After 8 hours of putting out your last cigarette, the oxygen level in your blood returns to normal. You might also notice that you can breathe better, and you can walk up and down a flight of stairs without getting winded – this is because the mucus in your lungs has gotten a chance to clear out.
If you haven't lit another cigarette for a full 24 hours, you've already lowered your risk of having a heart attack. You might wake up in the morning with a cough, though – that's just your cilia, the tiny hairlike feelers in your lungs, recovering from being covered in tar and going to work, cleaning out the tar and excess mucus. They're doing what they need to do.
After 48 hours, you might be amazed at how much better foods taste and smell.
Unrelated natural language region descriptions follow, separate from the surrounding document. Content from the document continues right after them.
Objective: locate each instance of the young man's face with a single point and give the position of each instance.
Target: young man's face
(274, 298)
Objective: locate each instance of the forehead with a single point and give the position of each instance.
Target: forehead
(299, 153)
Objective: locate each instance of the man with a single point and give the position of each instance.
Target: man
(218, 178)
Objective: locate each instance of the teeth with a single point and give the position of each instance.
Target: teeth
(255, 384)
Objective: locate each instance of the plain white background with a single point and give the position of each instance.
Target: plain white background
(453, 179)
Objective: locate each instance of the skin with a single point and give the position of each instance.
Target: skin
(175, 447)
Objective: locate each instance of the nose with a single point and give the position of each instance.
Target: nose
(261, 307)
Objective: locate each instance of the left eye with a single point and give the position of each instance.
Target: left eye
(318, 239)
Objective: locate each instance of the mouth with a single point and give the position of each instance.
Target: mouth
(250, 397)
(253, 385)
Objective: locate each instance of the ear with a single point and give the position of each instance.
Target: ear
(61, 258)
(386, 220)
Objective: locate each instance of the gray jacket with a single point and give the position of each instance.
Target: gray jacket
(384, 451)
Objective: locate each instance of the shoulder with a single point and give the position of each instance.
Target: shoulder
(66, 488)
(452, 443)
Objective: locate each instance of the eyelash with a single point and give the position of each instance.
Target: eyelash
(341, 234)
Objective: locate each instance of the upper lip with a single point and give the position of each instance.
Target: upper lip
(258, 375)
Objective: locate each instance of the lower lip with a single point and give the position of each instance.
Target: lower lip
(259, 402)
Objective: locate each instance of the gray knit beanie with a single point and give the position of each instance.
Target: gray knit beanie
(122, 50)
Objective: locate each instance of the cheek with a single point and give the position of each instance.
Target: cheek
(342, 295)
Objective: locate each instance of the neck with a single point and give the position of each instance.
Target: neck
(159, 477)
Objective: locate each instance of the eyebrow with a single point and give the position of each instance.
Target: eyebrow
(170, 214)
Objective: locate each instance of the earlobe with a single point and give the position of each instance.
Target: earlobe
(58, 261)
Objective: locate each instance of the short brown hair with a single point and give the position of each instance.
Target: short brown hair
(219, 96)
While all that tar is being cleared out, your taste buds and olfactory receptors start to go back to the way they were before you started smoking. You might notice the freshness in the air, and be able to tell if your milk is still fresh enough to drink.
One year later, you've decreased your risk of coronary heart disease by about 50%. Five years later, your risk of stroke goes down to that of a non-smoker. After 10 years, your risk of different types of cancer is significantly lower, and your risk of lung cancer is cut in half.